Just when you thought you'd never have to read about Emma Sulkowicz and her mattress again!
You were probably saying to yourself: OK, she graduated from Columbia lugging that darned "rape" mattress across the stage during commencement ceremonies–so aren't her fifteen minutes of fame up?
But nooo–Emma Sulkowicz is still on the scene. And in fact, within only weeks of her graduation she's managed to top that senior-thesis art project of hers that consisted of carrying her dorm mattress around campus to protest an alleged rape by a fellow student in her dorm room at the beginning of the fall semester in 2012.
Sulkowicz has just released a video that purports to reenact (or sort of reenact) that alleged rape blow by blow, as it were. Actually it's only a half-reenactment; Sulkowicz seems to be playing herself, but an actor, face blurred (fortunately for him), plays the part of Sulkowicz' assailant. Sulkowicz' much-photographed blue-covered mattress also has a starring role. The eight-minute video, artily titled in French Ceci n'est pas un viol and directed by Ted Lawson, a friend of Sulkowicz's, is um, graphic.

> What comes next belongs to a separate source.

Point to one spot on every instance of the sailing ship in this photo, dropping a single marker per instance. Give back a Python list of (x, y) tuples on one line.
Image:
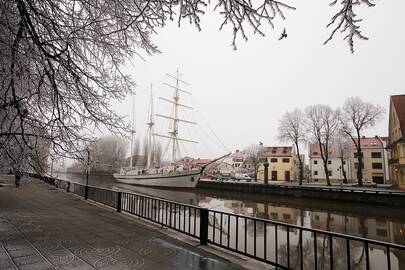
[(171, 176)]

Actually, you might call it pornographic, as the couple, after doffing their clothing with astonishing speed, engage in a number of voluntary sex acts–lovingly (as it were) filmed from four different simultaneously running cameras at different angles–before her partner gets nasty and starts slapping the Sulkowicz character around and apparently penetrating her against her will.
NSFW is an understatement for the Sulkowicz video–and you might think there was something salacious about it if you hadn't been informed over and over that, like Sulkowicz's campus mattress stunt, it has a Higher Artistic Purpose. You can click onto the video from this website, which consists of a stern, if slightly incoherent "trigger warning" purportedly written by Sulkowicz herself:
Ceci N'est Pas Un Viol is not about one night in August, 2012. It's about your decisions, starting now. It's only a reenactment if you disregard my words. It's about you, not him.
Do not watch this video if your motives would upset me, my desires are unclear to you, or my nuances are indecipherable.
You might be wondering why I've made myself this vulnerable. Look—I want to change the world, and that begins with you, seeing yourself. If you watch this video without my consent, then I hope you reflect on your reasons for objectifying me and participating in my rape, for, in that case, you were the one who couldn't resist the urge to make Ceci N'est Pas Un Viol about what you wanted to make it about: rape.
The weasel words ("it's only a reenactment if you disregard my words") are there for an obvious reason: Although the split-screen video contains timestamps that appear to date the sex scene to August 27, 2012, the date that Sulkowicz says she was raped by Paul Nungesser, who also just graduated, Nungesser was cleared by Columbia of sexual-assault charges and is in fact suing the university for allowing Sulkowicz to proceed with a project designed to shame him and turn him into a campus outcast. Nungesser has released massive text, e-mail and Facebook correspondence indicating that the pair's relationship remained amicable and perhaps even amorous well after the alleged rape.
In an interview with Artnet, Sulkowicz insists that in making the video, she was just an artist trying to make art: I" don't know that it's why I want to be an artist, but it's why I'm forced to be an artist."
Maybe so. But I'll bet she's also the only sex-videotape artist to be invited by a sitting U.S. senator to a president's State of the Union address.